HOWTO expand a kafka cluster

Why do that

On a mutualized or dedicated platform, you may want to increase the capacity of the platform. For a kafka cluster, it can be to :

  • increase the retention time
  • increase the EPS rate

Prerequisites

  • To have access to the deployment device (Ansible VM)
  • To have the new kafka devices ready for production (repository, update, DNS, LDAP etc...)
  • If you are in production, you must have perform a RFC

What to do

  1. Check the current deployment from the deployment device.
punchplatform-deployer.sh --deploy -Kk --check --diff -t kafka -l kafka_servers

Note

You can also limit the deployment to a specific kafka_cluster by using kafka- instead of kafka_servers

  1. Create a tag to the configuration before the extension.
cd $PUNCHPLATFORM_CONF_DIR
git tag -a vX.Y -m "X.Y before extension"
  1. Update PunchPlatform properties with the new kafka devices (brokers).
"kafka" : {
    "clusters" : {
        "local" : {
            "brokers" : ["node01:9092", "node02:9092", "node03:9092"],
            ...
        }
    }
}

Warning

Do not forget to write TCP port in the list !!!!

  1. Deploy Metricbeat on all new device first
punchplatform-deployer.sh --deploy -Kk -t metricbeat -l kafka_servers

Check in Grafana System Dashboard the system metrics of the new nodes.

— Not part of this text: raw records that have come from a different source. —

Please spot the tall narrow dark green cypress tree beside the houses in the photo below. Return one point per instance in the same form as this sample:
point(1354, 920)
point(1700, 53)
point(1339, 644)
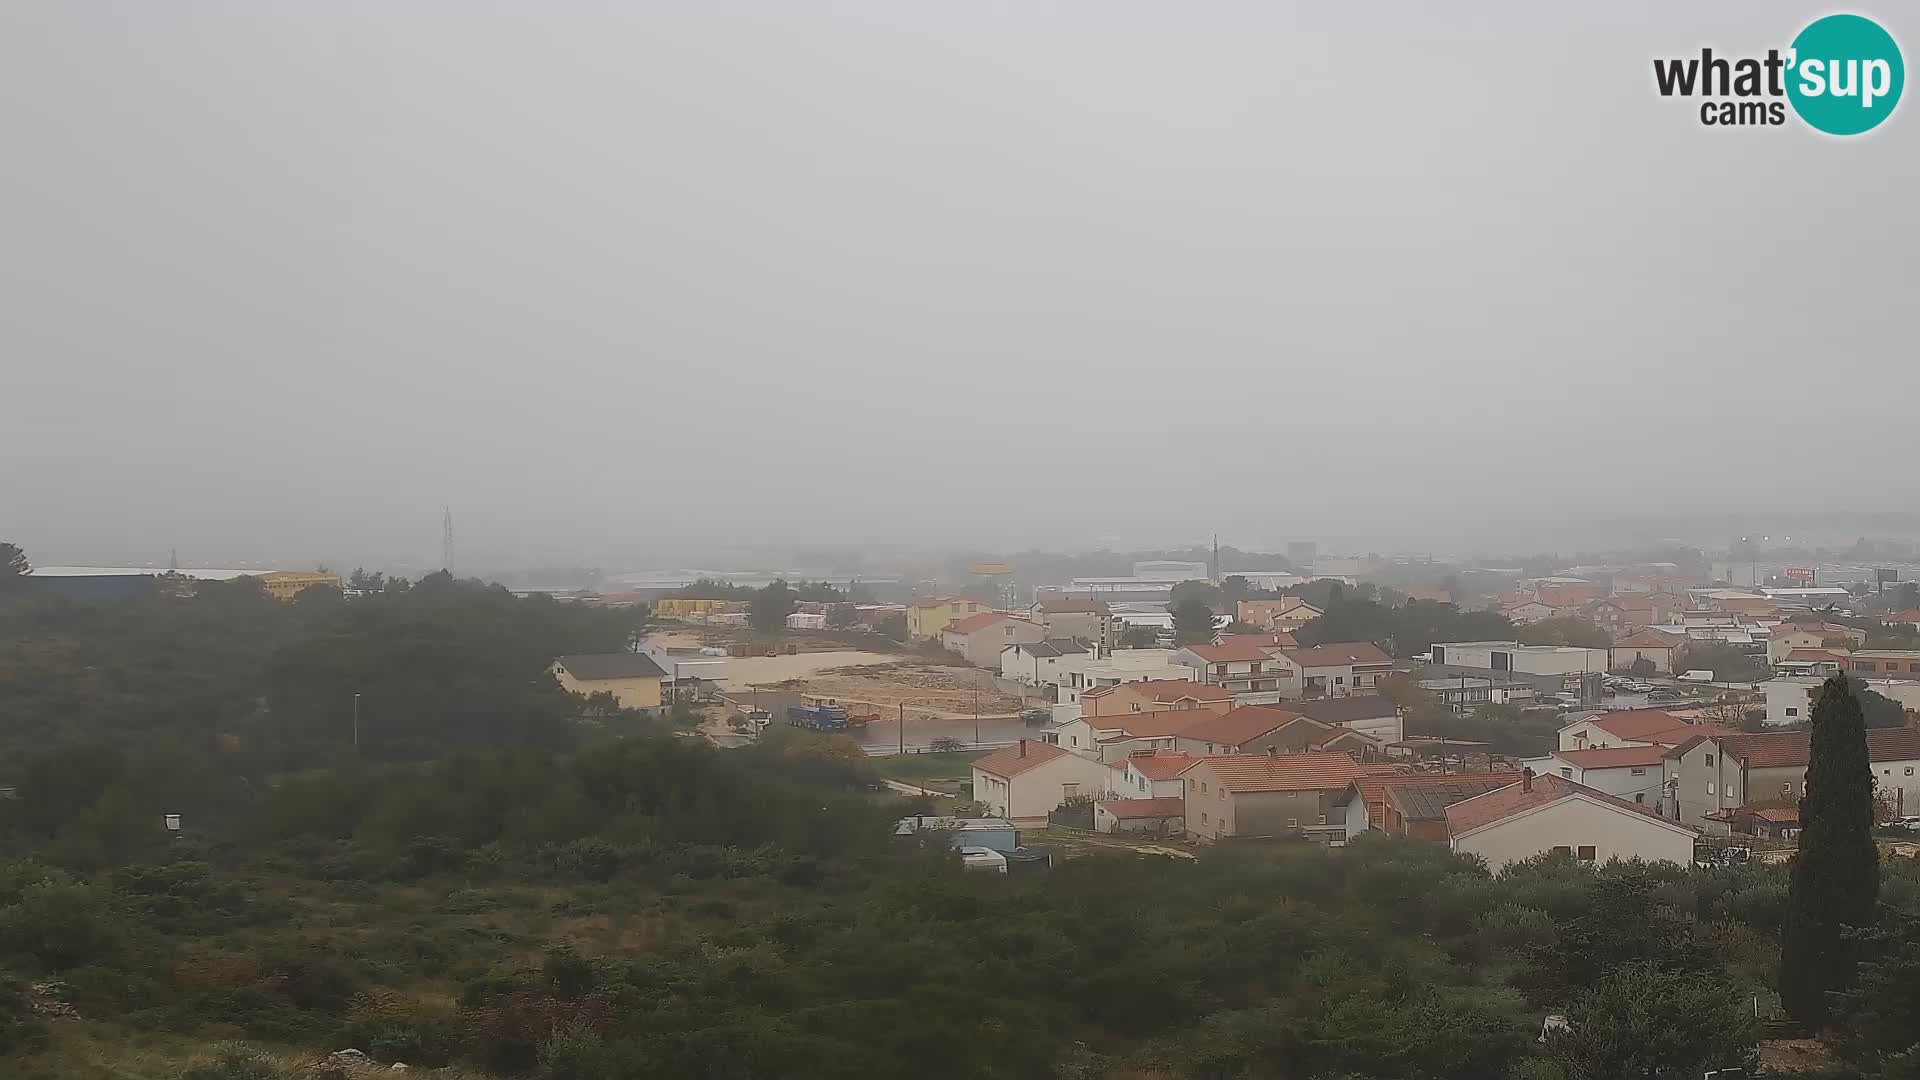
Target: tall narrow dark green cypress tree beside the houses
point(1836, 875)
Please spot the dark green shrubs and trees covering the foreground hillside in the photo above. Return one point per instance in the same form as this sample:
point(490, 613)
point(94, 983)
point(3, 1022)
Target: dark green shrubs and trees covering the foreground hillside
point(510, 883)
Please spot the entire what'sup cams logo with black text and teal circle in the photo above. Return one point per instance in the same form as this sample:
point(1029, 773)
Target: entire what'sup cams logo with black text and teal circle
point(1842, 76)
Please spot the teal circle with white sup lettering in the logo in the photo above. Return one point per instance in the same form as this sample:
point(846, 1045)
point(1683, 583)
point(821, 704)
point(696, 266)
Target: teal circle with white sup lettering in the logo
point(1846, 74)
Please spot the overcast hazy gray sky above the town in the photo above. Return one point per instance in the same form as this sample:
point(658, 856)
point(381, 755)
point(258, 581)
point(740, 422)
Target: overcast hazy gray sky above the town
point(285, 280)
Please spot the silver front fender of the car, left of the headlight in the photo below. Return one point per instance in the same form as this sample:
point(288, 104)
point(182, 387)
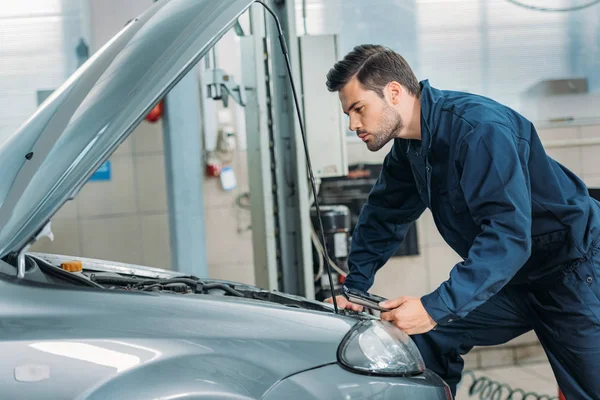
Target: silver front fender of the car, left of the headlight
point(94, 341)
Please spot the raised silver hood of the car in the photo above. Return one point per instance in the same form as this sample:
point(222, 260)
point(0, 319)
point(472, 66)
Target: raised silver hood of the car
point(75, 130)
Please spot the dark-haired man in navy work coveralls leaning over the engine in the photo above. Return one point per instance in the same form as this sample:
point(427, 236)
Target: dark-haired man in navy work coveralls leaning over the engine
point(525, 226)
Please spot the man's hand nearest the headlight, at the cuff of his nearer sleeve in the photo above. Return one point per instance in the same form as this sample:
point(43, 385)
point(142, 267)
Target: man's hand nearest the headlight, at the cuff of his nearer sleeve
point(408, 314)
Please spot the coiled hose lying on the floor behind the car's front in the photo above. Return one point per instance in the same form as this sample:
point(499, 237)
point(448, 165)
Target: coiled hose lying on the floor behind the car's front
point(489, 389)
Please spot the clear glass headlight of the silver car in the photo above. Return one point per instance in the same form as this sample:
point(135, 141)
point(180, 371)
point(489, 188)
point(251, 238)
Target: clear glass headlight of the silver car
point(379, 348)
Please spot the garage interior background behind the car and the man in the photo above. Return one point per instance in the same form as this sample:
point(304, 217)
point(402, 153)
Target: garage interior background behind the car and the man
point(238, 205)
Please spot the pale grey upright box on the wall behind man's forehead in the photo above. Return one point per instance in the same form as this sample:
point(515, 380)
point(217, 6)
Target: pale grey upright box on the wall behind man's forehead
point(323, 115)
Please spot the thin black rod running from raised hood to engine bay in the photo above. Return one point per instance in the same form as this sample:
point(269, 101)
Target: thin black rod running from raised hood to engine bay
point(303, 133)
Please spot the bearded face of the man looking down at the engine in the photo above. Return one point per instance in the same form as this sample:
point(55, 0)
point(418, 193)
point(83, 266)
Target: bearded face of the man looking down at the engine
point(373, 119)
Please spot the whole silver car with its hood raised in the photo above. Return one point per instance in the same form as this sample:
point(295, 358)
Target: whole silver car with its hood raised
point(73, 328)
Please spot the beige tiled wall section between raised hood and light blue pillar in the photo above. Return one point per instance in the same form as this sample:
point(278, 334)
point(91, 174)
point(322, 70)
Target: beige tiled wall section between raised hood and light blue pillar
point(110, 220)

  1. Deploy Kafka on only one new node.
punchplatform-deployer.sh --deploy -Kk -t kafka -l <hostname>
  1. Check the new ID of the new broker in zookeeper by using the zookeeper debug tool
punchplatform-zookeeper-console.sh
ls /<platform_id>/kafka-<kafka_cluster>/brokers

You must have the ID of the new node. If not, please contact the PunchPlatform Support.

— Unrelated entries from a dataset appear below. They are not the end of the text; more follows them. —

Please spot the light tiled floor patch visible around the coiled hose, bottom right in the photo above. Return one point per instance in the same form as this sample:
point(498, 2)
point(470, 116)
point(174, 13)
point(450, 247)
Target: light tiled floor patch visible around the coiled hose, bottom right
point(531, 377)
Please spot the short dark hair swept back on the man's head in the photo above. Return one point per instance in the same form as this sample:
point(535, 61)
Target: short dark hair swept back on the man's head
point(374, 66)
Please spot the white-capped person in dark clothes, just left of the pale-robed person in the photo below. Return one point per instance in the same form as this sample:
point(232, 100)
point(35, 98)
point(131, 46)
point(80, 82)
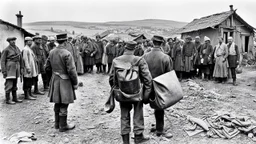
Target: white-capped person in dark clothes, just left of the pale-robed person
point(206, 59)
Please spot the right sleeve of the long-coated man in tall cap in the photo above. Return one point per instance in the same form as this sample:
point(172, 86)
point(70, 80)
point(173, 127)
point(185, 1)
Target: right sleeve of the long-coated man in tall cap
point(71, 69)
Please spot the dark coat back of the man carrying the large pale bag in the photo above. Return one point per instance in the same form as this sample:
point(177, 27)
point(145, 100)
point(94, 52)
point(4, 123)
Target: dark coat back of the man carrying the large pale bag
point(158, 62)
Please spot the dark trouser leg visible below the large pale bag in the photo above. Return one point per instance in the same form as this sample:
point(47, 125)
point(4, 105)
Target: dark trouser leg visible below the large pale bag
point(159, 116)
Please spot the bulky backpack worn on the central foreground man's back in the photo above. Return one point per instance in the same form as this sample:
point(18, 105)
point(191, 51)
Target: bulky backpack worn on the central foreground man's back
point(129, 87)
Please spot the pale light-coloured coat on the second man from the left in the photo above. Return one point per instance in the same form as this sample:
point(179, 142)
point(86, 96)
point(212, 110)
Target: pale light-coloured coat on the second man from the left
point(29, 63)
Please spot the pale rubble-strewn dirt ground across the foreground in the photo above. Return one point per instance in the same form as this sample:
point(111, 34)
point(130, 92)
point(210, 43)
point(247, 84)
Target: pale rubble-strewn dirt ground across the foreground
point(94, 126)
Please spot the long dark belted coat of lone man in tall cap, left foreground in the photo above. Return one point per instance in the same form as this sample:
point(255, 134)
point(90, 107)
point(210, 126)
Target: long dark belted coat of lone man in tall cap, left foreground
point(64, 76)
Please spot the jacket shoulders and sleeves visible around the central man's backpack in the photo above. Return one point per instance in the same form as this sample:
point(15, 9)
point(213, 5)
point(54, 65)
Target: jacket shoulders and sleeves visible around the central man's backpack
point(144, 73)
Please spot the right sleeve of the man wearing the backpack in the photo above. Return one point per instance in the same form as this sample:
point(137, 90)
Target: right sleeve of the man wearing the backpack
point(146, 79)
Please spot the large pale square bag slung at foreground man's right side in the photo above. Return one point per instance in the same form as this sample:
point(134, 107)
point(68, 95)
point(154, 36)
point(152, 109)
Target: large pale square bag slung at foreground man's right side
point(167, 91)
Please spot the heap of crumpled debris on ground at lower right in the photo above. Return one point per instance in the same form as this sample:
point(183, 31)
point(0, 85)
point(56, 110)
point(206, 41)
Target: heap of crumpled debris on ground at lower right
point(224, 126)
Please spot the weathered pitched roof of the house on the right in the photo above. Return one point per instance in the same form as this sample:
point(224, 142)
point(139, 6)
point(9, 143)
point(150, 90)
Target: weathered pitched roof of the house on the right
point(210, 22)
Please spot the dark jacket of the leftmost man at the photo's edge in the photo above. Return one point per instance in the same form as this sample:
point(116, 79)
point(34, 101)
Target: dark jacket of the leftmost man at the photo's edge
point(10, 62)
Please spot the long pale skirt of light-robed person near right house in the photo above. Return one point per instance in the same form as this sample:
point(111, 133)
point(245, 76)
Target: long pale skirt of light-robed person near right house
point(221, 68)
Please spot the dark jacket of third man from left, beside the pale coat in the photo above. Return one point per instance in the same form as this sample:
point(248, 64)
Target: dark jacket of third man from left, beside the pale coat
point(40, 57)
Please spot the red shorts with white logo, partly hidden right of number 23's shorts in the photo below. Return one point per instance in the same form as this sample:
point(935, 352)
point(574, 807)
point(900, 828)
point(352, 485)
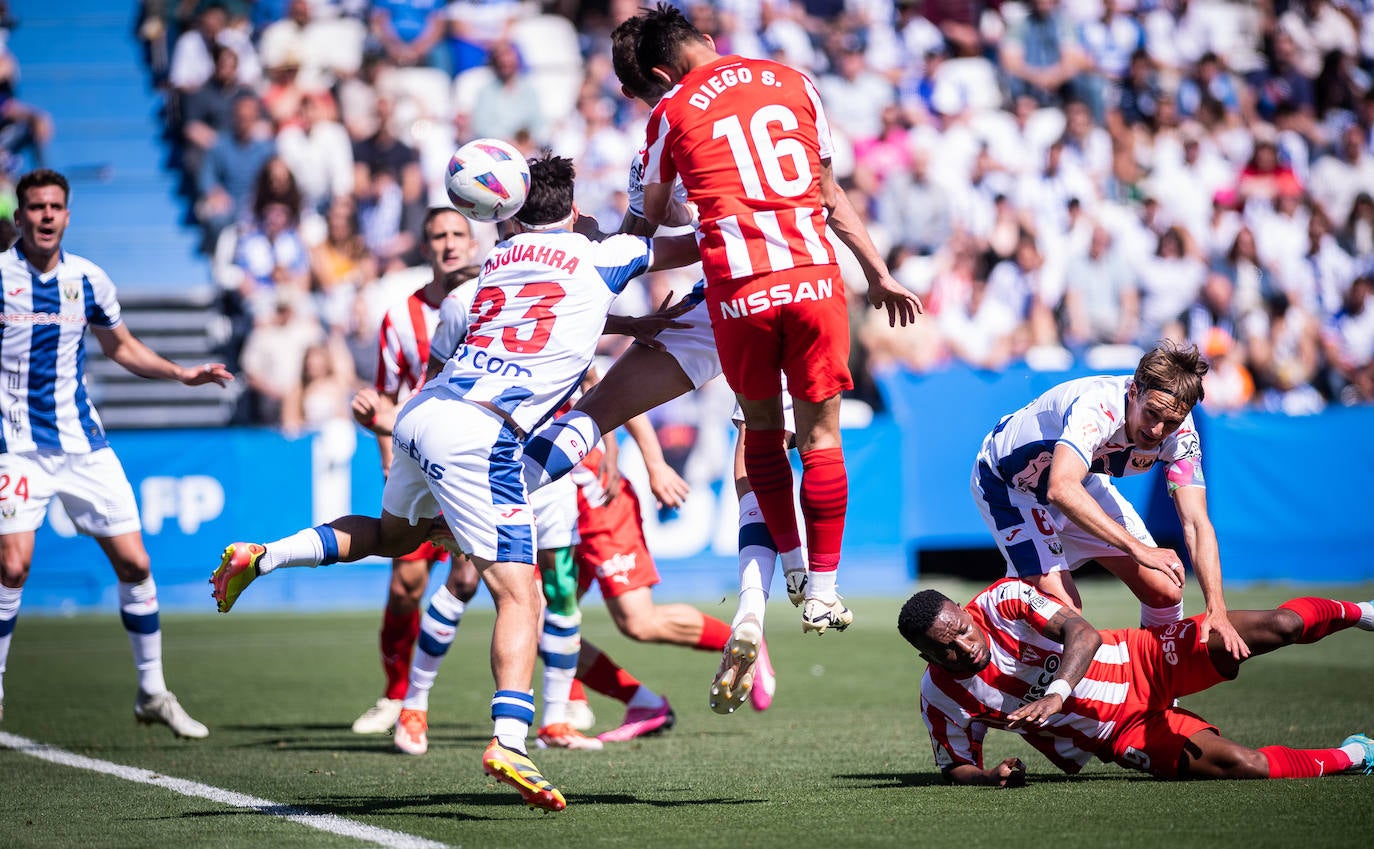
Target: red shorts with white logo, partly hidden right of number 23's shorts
point(612, 550)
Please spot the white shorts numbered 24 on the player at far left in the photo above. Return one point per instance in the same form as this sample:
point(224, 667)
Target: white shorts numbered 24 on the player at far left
point(93, 488)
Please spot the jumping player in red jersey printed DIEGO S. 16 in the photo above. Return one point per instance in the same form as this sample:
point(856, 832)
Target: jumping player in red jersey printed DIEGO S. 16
point(751, 144)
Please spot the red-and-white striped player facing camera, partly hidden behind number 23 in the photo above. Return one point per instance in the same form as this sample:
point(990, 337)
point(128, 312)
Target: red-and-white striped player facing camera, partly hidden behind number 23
point(403, 354)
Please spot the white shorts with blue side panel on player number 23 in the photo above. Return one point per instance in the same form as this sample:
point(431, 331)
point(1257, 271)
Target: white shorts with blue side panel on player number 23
point(462, 461)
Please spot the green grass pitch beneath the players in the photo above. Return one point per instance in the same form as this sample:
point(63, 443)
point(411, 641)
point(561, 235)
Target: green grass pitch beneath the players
point(842, 760)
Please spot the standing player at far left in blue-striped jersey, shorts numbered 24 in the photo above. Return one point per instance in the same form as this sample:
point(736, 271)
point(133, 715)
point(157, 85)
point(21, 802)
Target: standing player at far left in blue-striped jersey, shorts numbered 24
point(52, 439)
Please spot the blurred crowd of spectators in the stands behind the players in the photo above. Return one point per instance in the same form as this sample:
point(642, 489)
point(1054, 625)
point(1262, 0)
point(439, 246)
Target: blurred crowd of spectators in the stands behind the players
point(1060, 181)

  1. Deploy Kafka on all nodes.
punchplatform-deployer.sh --deploy -Kk -t kafka -l kafka_servers

After this step, the kafka cluster has rebooted. So check the current processing of your platform. Especially the writing in this kafka cluster.

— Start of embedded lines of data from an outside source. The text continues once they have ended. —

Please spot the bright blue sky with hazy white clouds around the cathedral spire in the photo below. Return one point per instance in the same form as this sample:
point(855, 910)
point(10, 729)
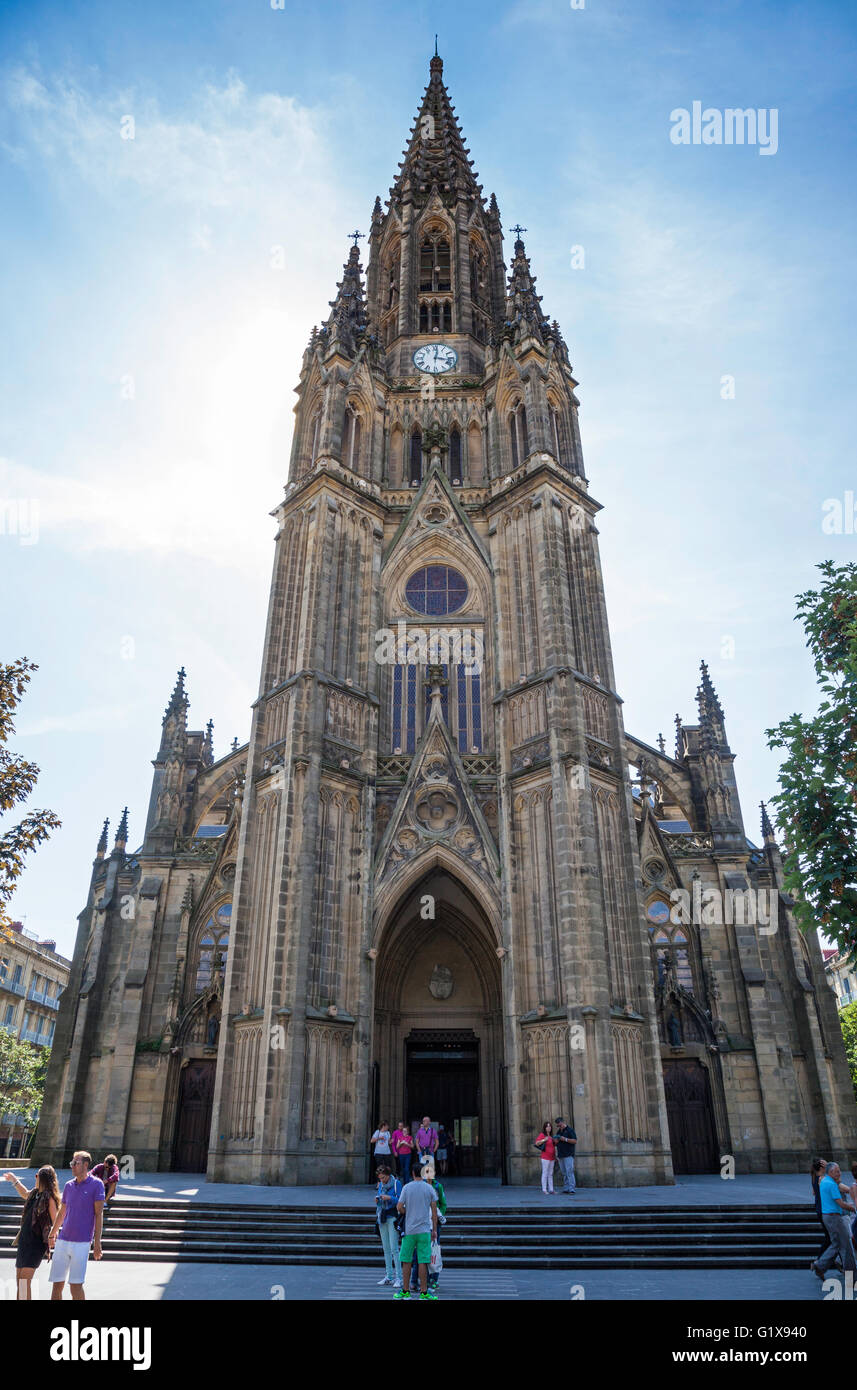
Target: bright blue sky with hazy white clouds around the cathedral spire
point(151, 350)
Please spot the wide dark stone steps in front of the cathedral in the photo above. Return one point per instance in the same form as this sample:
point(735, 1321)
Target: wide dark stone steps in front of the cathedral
point(476, 1238)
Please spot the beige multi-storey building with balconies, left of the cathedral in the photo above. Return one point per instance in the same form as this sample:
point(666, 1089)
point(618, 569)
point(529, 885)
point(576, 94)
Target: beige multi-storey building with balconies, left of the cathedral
point(33, 979)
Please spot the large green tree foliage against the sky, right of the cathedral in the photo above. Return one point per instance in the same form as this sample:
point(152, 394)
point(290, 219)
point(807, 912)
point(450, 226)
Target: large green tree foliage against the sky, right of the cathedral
point(817, 803)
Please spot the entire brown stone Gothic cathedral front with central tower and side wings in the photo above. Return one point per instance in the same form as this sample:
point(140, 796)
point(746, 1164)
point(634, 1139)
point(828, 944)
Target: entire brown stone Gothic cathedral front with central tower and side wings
point(442, 878)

  1. Deploy again to check the current deployment.
punchplatform-deployer.sh --deploy -Kk -t kafka -l kafka_servers
  1. Perform last check.

  2. Check the current processing of your platform. No backlog must be observed.

  3. Check the kafka tab in the PunchPlatform Admin Server (port 5000)

  4. End of extension.

Tag the configuration after the operation.

cd $PUNCHPLATFORM_CONF_DIR
git tag -a vX.Y -m "X.Y after extension"